Al calare del sole del terzo giorno furono celebrati i funerali delle vittime del terremoto. Inizialmente i morti vennero posati uno addosso all'altro, uomini, donne, ragazzi, tutti insieme sopra ai carri che, muovendosi in fila, formavano un lugubre corteo. Don Lombardi volle risparmiare ai parenti quell'orribile visione, specialmente in un momento dove tutto era già sofferenza, così chiese ai fedeli di attendere nelle tende e recitare il rosario mentre lui avrebbe accompagnato il corteo funebre. I cadaveri vennero sepolti in una grande fossa comune nel cimitero.
Quella notte un fortissimo vento sembrava rimarcare il lamento e la sofferenza delle persone che non ce l'avevano fatta, mentre la forte pioggia le lacrime versate dai familiari superstiti.
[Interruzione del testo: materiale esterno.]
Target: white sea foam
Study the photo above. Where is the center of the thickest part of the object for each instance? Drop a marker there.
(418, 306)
Sabato 26 febbraio e i giorni seguenti
Al quarto giorno dal disastro, la popolazione di Bussana si ritrovava ancora accampata sotto rifugi di fortuna, che poco riparavano dal rigido freddo di fine febbraio. Un primo miglioramento arrivò con quaranta tende coniche di tipo militare, ma si continuava a dormire vestiti ed a vivere nella promiscuità, in quanto ogn tenda veniva occupata anche da 15-20 persone. Di giorno la situazione non era più favorevole: il vento e l'umidità non permettevano di accendere il fuoco e quindi, nonostante l'arrivo di vari generi alimentari come pasta, riso, carne, le persone erano costrette a mangiare solo pane per l'impossibilità di avere cibo caldo. Era necessario costruire le baracche che avrebbero non poco sollevato quella gente.
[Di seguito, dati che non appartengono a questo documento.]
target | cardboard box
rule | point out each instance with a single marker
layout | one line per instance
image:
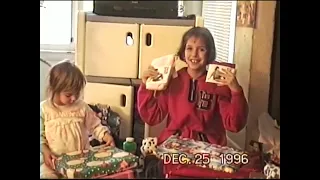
(165, 66)
(215, 68)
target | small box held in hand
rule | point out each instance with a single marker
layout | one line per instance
(216, 69)
(165, 66)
Abbiamo focalizzato l'attenzione su Bussana, ma Il problema si poneva in tutta la Riviera con particolare urgenza in quelle località dove il terremoto aveva abbattuto quasi tutte le case.
Il comitato circondariale di soccorso stanziò 20 900 lire per la costruzione delle baracche a Bussana e, stimando una spesa di circa 200 lire ognuna, si può ipotizzare che ne vennero costruite un centinaio. Via via che erano pronte venivano consegnate alle famiglie più bisognose, dove potevano collocarvi finalmente le proprie cose e dormire su dei letti, riparati dal freddo e dal vento.
Mancavano invece edifici per gli usi pubblici: la messa veniva celebrata all'aperto ed il Consiglio Comunale chiese di poter utilizzare una baracca che servì anche come sede per il locale Comitato di soccorso.
la gente continuava ad essere terrorizzata dalle continue scosse di assestamento che per tutto il mese di marzo fecero tremare la terra e che culminarono con la forte scossa dell'11 marzo. In quel clima di tensione, ogni diceria, anche la più assurda, veniva creduta vera.

la domenica delle palme del 1894, dopo 7 anni, con una cerimonia simbolica nella chiesa distrutta, gli abitanti dissero addio al veccgio paese e incolonnati in processione, verso il capo Marine, diedero vita a Bussana Nuova.